Open gsrohde opened this issue 10 years ago • 3 comments

  • ~~Eliminate NULL date values~~ --Won't do (see below)
  • [ ] Consolidate duplicate rows
  • [ ] Add NOT NULL and UNIQUE constraints
  • [ ] Add whitespace-normalization constraint

NULL date values

SELECT * FROM managements WHERE mgmttype IS NULL;

yields 200 rows!

Non-uniqueness of (date, mgmttype)

SELECT ARRAY_AGG(id), date, mgmttype FROM managements GROUP BY date, mgmttype HAVING COUNT(*) > 1;

yields 678 groups, some involving as many as two dozen or more rows! This will only increase after NULLs are eliminated. Is this really a viable key, or do we need to include another column?

To see the full rows of all of the duplicates, try running

SELECT * FROM managements m WHERE EXISTS(SELECT 1 FROM managements m2 WHERE m.id != m2.id AND m.date = m2.date AND m.mgmttype = m2.mgmttype) ORDER BY mgmttype, date;

Adding constraints

The code is

ALTER TABLE managements ALTER COLUMN date SET NOT NULL;
ALTER TABLE managements ALTER COLUMN mgmttype SET NOT NULL;
ALTER TABLE managements ADD CONSTRAINT unique_date_per_mgmttype UNIQUE (date, mgmttype);

In addition to constraints for implementing the key, we should ensure mgmttype is whitespace-normalized.

gsrohde avatar Jan 27 '15 21:01 gsrohde

date can be null. Many of these are fertilization rates:

SELECT mgmttype, count(*) as n 
   FROM managements 
   WHERE date IS NULL group by mgmttype order by n desc;

and others are rates of irrigation etc. Where the date(s) of fertilization is not known and may have occurred repeatedly over many years. So we can allow NULL dates for managements.

dlebauer avatar Jul 12 '16 19:07 dlebauer

For the duplicates, it is only meaningful to expect that (date, mgmttype) will be unique for the subset of records associated with a single treatment_id.

dlebauer avatar Jul 12 '16 19:07 dlebauer

Even if you group by not only date and mgmttype but level and units as well, there are plenty of duplicates even among managements associated with a common treatment.
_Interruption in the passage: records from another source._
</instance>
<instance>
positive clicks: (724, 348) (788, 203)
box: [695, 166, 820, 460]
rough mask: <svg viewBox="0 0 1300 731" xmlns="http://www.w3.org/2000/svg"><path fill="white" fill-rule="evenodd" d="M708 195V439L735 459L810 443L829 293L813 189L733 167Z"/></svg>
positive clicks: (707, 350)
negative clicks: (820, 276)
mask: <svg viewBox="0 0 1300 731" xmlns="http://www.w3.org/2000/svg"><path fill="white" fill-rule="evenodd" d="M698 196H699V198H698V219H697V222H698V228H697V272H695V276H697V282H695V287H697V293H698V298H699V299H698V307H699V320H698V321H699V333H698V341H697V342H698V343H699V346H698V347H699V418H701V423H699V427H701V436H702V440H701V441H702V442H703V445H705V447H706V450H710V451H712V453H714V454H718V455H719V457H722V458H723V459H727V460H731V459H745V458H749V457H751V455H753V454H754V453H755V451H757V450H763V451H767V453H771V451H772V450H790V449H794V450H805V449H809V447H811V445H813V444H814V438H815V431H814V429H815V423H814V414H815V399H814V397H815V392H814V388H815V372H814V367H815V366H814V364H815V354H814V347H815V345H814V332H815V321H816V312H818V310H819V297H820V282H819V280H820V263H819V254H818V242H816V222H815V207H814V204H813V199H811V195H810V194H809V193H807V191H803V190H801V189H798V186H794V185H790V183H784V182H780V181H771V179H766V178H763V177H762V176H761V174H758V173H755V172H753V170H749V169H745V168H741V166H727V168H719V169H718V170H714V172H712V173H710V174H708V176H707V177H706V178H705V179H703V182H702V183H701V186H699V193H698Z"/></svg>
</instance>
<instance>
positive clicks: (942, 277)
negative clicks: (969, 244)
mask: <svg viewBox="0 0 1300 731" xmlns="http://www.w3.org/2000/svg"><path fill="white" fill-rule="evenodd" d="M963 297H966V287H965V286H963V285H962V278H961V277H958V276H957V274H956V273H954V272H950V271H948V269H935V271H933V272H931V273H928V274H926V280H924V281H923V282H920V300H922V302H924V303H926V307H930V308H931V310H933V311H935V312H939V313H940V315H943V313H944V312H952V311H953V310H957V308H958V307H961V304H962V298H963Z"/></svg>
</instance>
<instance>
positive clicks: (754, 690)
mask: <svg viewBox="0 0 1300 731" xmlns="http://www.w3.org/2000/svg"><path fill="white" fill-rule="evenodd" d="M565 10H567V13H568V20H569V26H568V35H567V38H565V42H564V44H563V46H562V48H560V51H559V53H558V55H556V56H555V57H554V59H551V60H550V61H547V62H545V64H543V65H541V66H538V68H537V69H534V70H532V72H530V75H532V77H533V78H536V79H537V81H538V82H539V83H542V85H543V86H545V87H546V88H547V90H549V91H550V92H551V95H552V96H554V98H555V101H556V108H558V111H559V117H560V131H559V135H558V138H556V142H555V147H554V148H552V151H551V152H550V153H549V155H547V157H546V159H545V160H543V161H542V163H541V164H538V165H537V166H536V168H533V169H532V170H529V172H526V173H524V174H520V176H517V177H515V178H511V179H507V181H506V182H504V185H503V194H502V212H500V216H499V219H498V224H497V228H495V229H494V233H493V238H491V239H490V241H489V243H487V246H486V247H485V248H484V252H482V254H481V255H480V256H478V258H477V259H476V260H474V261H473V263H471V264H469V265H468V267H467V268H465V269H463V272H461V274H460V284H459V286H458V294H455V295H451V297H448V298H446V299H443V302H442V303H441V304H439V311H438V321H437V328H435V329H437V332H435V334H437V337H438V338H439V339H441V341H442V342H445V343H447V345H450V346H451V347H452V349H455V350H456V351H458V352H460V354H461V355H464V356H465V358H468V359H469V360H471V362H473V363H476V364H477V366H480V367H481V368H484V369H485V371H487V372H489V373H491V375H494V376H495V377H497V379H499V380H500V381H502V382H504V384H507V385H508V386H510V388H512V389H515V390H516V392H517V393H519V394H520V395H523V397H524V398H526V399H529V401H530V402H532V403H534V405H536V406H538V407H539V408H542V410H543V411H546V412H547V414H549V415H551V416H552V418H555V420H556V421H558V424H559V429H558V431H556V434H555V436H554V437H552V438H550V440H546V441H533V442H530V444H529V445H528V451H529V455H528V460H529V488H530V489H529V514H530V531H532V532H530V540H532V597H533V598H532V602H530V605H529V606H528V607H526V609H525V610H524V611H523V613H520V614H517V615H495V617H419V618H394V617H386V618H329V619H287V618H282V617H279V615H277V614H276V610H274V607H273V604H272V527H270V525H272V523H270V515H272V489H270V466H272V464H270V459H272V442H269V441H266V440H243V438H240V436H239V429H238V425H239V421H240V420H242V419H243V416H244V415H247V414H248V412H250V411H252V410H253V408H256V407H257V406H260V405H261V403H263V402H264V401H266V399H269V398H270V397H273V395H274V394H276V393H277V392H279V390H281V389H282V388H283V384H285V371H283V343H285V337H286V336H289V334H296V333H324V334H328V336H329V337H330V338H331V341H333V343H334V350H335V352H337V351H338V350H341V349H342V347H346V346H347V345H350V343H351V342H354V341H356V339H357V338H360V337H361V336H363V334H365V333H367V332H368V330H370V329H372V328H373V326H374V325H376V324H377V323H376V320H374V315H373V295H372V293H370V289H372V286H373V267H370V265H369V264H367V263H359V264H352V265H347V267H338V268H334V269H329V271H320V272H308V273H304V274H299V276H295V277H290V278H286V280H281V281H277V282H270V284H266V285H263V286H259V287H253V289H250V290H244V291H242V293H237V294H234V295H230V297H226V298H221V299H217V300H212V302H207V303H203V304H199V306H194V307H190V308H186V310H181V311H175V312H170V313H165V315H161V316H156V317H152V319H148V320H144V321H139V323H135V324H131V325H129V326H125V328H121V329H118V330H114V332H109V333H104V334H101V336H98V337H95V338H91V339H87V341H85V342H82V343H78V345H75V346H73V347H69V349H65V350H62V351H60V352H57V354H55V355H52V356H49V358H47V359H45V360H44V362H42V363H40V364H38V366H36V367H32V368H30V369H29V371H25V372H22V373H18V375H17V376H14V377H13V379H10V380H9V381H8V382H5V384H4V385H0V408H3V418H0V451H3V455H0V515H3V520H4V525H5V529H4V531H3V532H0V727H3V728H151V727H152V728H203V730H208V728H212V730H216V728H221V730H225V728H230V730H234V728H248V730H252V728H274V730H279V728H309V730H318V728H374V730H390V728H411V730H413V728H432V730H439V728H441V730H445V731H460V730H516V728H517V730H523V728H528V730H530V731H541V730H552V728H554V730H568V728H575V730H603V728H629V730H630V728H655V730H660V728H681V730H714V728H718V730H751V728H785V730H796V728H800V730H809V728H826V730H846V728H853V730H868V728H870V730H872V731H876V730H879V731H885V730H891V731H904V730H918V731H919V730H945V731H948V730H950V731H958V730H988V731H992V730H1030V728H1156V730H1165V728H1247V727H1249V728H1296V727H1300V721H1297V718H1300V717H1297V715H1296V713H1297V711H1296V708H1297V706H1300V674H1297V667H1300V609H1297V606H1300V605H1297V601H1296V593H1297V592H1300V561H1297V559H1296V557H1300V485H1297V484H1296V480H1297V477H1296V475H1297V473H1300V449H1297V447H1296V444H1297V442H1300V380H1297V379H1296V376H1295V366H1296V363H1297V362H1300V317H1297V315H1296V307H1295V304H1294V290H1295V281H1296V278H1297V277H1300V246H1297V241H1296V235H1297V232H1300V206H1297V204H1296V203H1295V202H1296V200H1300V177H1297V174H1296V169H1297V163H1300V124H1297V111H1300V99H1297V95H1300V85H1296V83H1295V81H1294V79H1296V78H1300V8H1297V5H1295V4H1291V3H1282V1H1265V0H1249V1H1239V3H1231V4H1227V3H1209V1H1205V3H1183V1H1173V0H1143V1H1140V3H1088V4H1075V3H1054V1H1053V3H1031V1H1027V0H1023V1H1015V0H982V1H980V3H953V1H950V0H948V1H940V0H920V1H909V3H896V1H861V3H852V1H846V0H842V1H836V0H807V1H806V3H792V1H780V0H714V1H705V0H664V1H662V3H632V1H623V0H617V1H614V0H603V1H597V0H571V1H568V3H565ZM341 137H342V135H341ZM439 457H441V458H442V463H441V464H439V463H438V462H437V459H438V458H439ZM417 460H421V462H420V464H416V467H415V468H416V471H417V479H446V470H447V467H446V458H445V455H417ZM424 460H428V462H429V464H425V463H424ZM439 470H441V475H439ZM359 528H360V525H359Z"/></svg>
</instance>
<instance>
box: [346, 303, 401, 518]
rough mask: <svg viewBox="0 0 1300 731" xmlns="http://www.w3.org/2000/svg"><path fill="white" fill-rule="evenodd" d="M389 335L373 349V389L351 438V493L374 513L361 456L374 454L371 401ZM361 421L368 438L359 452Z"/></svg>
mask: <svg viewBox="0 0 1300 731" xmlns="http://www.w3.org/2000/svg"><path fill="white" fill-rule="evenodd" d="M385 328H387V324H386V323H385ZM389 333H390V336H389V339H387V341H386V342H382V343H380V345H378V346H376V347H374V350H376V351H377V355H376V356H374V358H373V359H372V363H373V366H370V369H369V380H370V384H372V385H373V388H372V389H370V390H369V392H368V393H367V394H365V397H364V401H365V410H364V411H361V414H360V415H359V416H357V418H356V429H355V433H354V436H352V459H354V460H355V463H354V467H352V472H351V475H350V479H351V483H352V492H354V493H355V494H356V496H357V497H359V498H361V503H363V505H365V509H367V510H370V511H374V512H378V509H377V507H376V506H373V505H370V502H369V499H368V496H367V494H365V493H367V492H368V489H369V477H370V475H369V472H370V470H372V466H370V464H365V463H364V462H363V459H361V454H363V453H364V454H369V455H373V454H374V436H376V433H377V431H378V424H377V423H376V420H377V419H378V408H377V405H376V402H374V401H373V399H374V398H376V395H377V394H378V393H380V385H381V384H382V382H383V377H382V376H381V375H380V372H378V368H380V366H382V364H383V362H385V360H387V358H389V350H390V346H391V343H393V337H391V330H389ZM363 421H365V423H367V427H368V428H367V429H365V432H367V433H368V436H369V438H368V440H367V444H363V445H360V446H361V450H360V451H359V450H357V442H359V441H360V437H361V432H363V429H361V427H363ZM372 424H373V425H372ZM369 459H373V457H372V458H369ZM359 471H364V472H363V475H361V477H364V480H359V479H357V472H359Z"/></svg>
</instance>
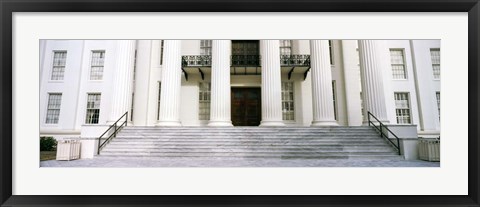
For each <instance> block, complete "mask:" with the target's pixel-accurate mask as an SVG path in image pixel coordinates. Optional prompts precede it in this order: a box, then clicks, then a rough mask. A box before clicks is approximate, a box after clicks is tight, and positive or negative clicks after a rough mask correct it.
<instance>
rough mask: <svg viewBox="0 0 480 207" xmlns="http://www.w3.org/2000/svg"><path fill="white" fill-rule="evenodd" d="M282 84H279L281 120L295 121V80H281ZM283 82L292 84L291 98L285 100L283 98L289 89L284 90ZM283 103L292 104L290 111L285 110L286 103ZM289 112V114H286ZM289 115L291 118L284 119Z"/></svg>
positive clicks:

Try running

select distinct count(*), array_agg(m.id) treatment_id, date, mgmttype, level, units from managements_treatments mt join managements m on m.id = mt.management_id group by treatment_id, date, mgmttype, level, units having count(*) > 1;

At least most of the groups of duplicates are only of size 2. Decide if you want to worry about this.